Juris Doctor

  • LAW JD 826: Mediation: Theory & Practice (S)
    Mediation is part of the legal landscape in almost every substantive area and legal setting. This course will cover the theory and practice of mediation, the use of mediation to resolve disputes in various different legal contexts, and the development of practical mediation skills. We will examine the mediation process from the role of the mediator through the attorney representing a party in mediation. We will also address direct negotiation, the decision to mediate, mediator selection, preparation for mediation, and ethical issues involved in negotiation. The course will provide skill building through several interactive role-plays, in which students will have opportunities to act as a mediator, a party in mediation, and counsel to a party in mediation. The role play mediations and other exercises will survey many of the areas in which mediation is being used, including business and commercial; court-connected, federal-state agency (environmental and others); construction, employment/workplace; family/ divorce; school, community, and international. Due to the interactive nature of the class, students will be expected to attend all scheduled classes and to participate actively. Active participation includes in-class discussions, mediation role-plays, assigned reading, and writing a weekly mediator's journal. NOTES: This seminar does not satisfy the Upper-class Writing Requirement. This seminar satisfies the upper-class professional skills requirement. ** A student who fails to attend the initial meeting of a seminar, or to obtain permission to be absent from either the instructor or the Registrar, will be administratively dropped from the seminar. Students who waitlist for a seminar are required to attend the first seminar meeting to be considered for enrollment.

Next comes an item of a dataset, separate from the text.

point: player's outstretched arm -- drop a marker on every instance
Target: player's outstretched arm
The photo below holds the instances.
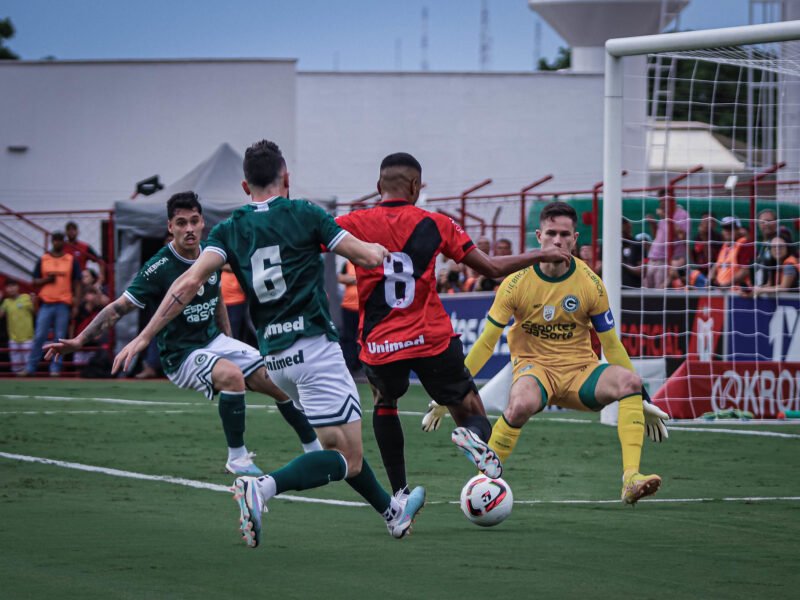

  • LAW JD 827: Restorative Justice: Principles and Practices
    The course explores the needs of key stakeholders in a justice system (victims, offenders, communities, government officials), outlines the basic principles and values of restorative justice with comparisons to the principles and values of retributive justice, and introduces some of the primary models of practice. It also identifies challenges to restorative justice. These discussions will takes place in the context of secular and religious understandings of justice. The course is organized around the issue of crime and harm within a western legal context. However, attention is given to applications and lessons from other contexts. Of particular interest is the contribution of traditional or indigenous approaches to justice as well as applications in post-conflict situations, such as South Africa. The class will include presentations by the instructor, class discussion of the assigned reading, conversations with victims, offenders and community members, and role plays of different practices. The class will include students from both the Law School and the School of Theology. Students will be graded on the basis of their written work and classroom performance. There will be no final exam.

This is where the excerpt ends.